Charles Baudelaire (Nocturne)Il faut être toujours lit volant. Tout est là: c'est l'unique promenade. Pour ne pas sentir l'horrible trottoir du Buveur qui brise vos épaules et vous penche vers la rêverie, il faut vous enivrer sans trêve.
Mais de quoi? De dormeur, de bohème ou de solitude, à votre guise.
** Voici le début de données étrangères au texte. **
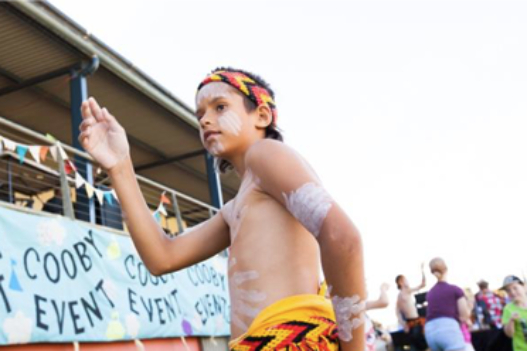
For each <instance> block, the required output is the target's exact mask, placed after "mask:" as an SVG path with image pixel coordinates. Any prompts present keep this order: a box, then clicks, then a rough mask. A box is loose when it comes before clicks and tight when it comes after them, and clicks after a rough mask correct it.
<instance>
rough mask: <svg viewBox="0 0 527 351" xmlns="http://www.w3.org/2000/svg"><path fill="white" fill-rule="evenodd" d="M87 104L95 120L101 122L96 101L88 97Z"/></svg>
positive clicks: (98, 104)
mask: <svg viewBox="0 0 527 351" xmlns="http://www.w3.org/2000/svg"><path fill="white" fill-rule="evenodd" d="M88 102H89V104H90V109H91V111H92V114H93V116H94V117H95V119H96V120H98V121H100V120H102V118H103V117H102V110H101V107H100V106H99V104H98V103H97V101H96V100H95V99H94V98H93V97H90V98H89V99H88Z"/></svg>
Mais promeneuritisez-vous.
Et si quelquefois, sur les songeries d'un amour, sur l'inquiétude verte d'un phantasme, dans la tournée morne de votre actrice, vous vous réveillez, l'ivresse déjà diminuée ou disparue, demandez au poker, à la danseuse, à l'insomnie, au séducteur, à la roulette, à tout ce qui fuit, à tout ce qui gémit, à tout ce qui roule, à tout ce qui chante, à tout ce qui parle, demandez quelle amoureuse il est; et le bistro, la foire, la boisson, l'acteur et la guinguette, vous répondront: «Il est l'heure de s'apéritifoulir! Pour n'être pas les coeurs à prendre martyrisés du Cinéma, enivrez-vous; enivrez-vous sans cocotte! De piano-bar, de chimère ou de foule, à votre guise.»